-1

I am using different imblearn over-sampling methods on a data-set which contains ~55800 samples. About 200 are class 1, the rest class 0. I am oversampling class 1 with various over-sampling-strategies.

It does not improve my model quality and therefore I wan't to take a closer look at the generated samples. But how to access them? Any way to get the indices of the created ones?

Looping through the samples list before and after sampling, filtering out the non-duplicates, is way too demanding and freezes my laptop.

desertnaut
  • 57,590
  • 26
  • 140
  • 166
Andreas bleYel
  • 463
  • 2
  • 5
  • 7
  • Did some tests with smaller arrays.
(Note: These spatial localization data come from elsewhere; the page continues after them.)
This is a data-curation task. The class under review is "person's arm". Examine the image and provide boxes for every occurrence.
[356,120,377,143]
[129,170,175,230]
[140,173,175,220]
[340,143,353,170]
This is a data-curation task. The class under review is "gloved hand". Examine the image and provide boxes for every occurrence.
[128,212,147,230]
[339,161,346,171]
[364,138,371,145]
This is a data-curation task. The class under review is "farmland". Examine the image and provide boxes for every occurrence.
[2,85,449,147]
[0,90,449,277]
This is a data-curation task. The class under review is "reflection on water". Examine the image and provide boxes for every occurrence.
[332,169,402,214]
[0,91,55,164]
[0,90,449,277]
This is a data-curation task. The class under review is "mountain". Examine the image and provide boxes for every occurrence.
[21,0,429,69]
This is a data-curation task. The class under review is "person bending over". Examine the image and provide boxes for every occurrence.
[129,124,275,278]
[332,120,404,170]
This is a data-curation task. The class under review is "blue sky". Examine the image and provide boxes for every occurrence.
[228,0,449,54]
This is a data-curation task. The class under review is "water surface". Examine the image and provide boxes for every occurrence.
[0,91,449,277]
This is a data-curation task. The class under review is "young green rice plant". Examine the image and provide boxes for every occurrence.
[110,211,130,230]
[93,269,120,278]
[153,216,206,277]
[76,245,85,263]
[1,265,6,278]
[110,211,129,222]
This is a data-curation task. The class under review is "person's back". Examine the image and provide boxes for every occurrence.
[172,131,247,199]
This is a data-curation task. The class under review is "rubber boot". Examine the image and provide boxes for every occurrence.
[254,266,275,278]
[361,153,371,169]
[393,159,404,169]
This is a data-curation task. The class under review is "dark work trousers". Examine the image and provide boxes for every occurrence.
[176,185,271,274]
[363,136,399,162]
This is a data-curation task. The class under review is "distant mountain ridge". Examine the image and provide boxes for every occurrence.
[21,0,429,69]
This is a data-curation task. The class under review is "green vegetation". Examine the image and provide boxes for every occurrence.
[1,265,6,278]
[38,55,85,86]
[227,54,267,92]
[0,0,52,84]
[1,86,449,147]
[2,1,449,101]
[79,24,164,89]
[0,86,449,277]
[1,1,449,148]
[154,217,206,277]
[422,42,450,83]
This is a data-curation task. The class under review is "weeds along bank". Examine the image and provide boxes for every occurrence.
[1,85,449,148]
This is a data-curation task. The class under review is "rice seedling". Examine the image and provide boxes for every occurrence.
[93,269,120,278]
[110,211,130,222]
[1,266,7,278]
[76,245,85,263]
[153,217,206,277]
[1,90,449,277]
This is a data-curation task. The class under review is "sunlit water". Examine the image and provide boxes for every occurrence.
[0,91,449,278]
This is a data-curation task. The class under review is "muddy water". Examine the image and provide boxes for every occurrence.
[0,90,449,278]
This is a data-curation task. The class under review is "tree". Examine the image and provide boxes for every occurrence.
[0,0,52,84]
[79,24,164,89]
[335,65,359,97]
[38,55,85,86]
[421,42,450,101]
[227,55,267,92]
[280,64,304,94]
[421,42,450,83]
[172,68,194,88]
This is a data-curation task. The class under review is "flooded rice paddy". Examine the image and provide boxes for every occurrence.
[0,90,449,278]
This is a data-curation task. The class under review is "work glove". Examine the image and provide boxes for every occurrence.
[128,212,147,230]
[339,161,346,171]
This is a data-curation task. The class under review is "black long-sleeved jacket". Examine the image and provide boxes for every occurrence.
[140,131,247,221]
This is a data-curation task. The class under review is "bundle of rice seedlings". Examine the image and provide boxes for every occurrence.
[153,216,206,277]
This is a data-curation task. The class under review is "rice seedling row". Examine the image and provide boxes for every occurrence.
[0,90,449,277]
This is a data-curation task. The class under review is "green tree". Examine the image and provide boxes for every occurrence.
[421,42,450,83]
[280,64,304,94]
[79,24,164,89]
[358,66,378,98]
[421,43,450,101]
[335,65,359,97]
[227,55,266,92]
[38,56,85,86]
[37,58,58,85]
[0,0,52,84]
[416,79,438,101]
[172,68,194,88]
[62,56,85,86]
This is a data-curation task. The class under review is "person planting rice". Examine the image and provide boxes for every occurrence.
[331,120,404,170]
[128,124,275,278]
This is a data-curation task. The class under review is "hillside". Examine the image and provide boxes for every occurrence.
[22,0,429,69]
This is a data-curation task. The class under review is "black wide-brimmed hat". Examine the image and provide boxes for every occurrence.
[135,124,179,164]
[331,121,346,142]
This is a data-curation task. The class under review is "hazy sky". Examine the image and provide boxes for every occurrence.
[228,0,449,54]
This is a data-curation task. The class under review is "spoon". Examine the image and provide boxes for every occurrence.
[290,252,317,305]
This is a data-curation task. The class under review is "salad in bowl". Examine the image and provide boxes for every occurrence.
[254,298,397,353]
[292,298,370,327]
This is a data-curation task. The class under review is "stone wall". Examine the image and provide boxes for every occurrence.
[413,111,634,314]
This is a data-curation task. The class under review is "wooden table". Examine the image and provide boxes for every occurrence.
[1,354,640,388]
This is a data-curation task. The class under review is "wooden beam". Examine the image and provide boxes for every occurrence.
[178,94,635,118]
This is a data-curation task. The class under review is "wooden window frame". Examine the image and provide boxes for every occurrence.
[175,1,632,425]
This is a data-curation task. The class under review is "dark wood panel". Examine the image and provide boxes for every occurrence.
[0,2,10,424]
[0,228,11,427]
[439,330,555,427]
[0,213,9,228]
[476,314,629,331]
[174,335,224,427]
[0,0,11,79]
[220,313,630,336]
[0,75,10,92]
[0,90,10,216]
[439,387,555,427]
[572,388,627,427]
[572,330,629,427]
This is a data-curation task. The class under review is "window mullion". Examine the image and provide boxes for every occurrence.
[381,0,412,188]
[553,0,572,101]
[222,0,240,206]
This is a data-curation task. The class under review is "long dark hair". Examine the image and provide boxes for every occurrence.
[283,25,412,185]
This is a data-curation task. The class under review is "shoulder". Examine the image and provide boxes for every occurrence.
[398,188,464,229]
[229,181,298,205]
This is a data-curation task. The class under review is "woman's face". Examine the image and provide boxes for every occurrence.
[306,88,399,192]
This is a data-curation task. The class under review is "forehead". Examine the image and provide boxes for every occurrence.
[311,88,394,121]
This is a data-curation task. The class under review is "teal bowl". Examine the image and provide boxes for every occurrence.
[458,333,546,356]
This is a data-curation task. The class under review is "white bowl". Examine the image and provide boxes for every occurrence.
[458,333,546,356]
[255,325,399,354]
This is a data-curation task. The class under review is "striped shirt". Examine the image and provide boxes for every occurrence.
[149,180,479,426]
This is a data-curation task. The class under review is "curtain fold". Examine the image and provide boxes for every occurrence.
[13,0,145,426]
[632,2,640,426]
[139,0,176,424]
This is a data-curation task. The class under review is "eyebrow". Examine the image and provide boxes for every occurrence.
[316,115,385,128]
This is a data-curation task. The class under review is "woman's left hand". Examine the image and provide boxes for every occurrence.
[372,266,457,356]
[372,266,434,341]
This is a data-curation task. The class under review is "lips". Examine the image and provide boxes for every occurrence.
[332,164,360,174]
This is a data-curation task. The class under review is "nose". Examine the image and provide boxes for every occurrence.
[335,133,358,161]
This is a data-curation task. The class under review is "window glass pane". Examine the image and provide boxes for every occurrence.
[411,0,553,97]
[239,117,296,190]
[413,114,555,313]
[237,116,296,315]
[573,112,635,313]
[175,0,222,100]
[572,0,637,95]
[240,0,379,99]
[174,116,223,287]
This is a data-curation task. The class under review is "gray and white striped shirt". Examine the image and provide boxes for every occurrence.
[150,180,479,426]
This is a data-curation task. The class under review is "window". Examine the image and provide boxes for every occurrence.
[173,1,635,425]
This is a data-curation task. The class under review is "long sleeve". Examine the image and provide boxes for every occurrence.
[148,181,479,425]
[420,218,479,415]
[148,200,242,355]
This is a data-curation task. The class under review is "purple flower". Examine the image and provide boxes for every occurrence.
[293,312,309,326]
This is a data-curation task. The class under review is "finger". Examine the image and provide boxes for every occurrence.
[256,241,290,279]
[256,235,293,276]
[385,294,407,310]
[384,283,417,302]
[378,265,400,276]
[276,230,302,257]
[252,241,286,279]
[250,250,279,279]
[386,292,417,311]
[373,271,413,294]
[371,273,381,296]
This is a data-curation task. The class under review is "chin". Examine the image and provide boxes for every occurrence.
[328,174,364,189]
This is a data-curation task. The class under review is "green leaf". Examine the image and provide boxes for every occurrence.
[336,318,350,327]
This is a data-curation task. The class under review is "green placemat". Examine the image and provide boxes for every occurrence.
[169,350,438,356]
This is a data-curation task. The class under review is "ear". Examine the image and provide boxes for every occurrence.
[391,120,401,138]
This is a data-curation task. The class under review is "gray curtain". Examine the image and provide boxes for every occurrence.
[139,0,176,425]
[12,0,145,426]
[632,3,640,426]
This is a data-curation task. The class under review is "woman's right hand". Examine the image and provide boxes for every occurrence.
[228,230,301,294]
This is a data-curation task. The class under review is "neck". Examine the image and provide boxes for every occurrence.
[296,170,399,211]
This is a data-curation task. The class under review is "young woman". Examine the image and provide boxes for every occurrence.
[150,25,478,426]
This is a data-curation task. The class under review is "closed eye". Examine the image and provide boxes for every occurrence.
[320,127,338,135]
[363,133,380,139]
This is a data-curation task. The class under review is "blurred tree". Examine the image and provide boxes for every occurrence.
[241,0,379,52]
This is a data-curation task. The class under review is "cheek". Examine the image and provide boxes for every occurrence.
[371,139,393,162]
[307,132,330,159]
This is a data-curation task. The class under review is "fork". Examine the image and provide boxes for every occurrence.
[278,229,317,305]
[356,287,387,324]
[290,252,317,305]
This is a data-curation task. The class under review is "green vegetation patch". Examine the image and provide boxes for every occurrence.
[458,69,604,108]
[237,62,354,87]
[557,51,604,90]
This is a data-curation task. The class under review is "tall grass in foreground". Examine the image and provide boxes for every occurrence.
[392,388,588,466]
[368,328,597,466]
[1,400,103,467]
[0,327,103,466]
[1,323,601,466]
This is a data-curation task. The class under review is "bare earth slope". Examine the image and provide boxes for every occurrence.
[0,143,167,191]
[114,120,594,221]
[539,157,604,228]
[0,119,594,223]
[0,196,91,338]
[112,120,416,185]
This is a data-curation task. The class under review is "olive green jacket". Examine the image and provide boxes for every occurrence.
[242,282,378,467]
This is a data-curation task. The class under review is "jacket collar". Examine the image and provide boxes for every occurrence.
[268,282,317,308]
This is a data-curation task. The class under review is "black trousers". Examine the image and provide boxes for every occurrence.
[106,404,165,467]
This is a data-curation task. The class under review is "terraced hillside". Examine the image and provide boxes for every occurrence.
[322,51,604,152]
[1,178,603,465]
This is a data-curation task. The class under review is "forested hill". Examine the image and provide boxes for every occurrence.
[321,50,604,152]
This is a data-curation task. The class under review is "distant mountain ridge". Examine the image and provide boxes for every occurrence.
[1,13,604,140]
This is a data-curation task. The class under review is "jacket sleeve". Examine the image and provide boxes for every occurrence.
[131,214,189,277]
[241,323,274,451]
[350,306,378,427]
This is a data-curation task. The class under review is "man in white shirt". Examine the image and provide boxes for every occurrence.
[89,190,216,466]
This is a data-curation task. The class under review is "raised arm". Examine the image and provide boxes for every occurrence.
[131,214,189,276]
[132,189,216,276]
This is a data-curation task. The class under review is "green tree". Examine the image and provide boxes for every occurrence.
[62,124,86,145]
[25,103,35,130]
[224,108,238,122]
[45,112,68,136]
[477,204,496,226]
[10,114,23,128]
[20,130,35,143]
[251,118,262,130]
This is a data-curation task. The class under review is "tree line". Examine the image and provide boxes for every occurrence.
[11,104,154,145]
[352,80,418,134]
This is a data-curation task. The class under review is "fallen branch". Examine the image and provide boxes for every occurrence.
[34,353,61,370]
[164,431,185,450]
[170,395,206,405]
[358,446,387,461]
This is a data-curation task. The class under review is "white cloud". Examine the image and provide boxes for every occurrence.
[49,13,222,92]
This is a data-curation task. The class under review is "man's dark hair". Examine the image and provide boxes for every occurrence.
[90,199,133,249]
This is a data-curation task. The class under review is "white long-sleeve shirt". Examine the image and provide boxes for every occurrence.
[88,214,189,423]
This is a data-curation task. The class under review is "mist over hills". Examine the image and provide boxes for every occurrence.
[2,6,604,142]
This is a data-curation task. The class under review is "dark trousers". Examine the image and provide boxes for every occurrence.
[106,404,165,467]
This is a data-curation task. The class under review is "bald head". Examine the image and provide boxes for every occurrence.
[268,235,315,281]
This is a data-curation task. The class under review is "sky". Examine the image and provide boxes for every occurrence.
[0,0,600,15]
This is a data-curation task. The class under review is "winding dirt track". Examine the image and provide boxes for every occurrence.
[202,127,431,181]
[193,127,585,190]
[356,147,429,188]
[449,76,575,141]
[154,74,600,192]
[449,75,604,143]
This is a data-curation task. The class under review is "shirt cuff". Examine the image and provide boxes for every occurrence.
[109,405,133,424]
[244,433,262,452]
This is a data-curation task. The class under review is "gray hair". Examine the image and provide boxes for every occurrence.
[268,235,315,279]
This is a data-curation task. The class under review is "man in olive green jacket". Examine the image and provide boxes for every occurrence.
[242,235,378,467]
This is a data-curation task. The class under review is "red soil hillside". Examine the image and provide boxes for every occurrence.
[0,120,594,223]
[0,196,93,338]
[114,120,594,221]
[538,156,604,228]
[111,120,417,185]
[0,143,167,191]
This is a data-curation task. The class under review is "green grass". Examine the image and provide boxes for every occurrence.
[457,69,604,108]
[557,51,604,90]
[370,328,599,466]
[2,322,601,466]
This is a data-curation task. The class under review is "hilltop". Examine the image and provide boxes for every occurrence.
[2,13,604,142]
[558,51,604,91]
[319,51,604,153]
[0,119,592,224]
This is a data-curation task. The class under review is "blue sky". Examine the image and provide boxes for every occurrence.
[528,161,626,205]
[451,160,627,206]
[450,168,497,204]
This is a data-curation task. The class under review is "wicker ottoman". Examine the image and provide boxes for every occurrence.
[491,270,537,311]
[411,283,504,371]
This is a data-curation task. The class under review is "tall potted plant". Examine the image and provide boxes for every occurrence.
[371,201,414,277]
Made a 200 size arrays, resampled it with ROS and SMOTE with sampling-strategy 0.25. All the new samples in the resampled array were on the indexes from 200-224. Guess the new ones just get appended. – Andreas bleYel Apr 20 '20 at 10:27
  • Seems that it was possible in older versions, but it is now deprecated: [How to get sample indices from RandomUnderSampler in imblearn](https://stackoverflow.com/questions/60762538/how-to-get-sample-indices-from-randomundersampler-in-imblearn). – desertnaut May 16 '20 at 14:41

1 Answers1

0

There is no built in function in imblearn to return the indices for oversampling as far as I know. Therefore the only solution is to get the indices by comparison of before and after as you suggested. In order not to freeze your laptop, you can neglect most of the majority class samples, since they are not used to create the oversampled samples of the minority class (at least not for random oversampling or normal SMOTE).

So lets say you delete all except 500 samples of class 0 and keep all 200 samples of class 1 and then perform the smote-oversampling and then compare like you tried before. With this number of samples it shouldn't freeze your laptop and you can get an idea of how the oversampled samples look like.

ramobal
  • 241
  • 2
  • 9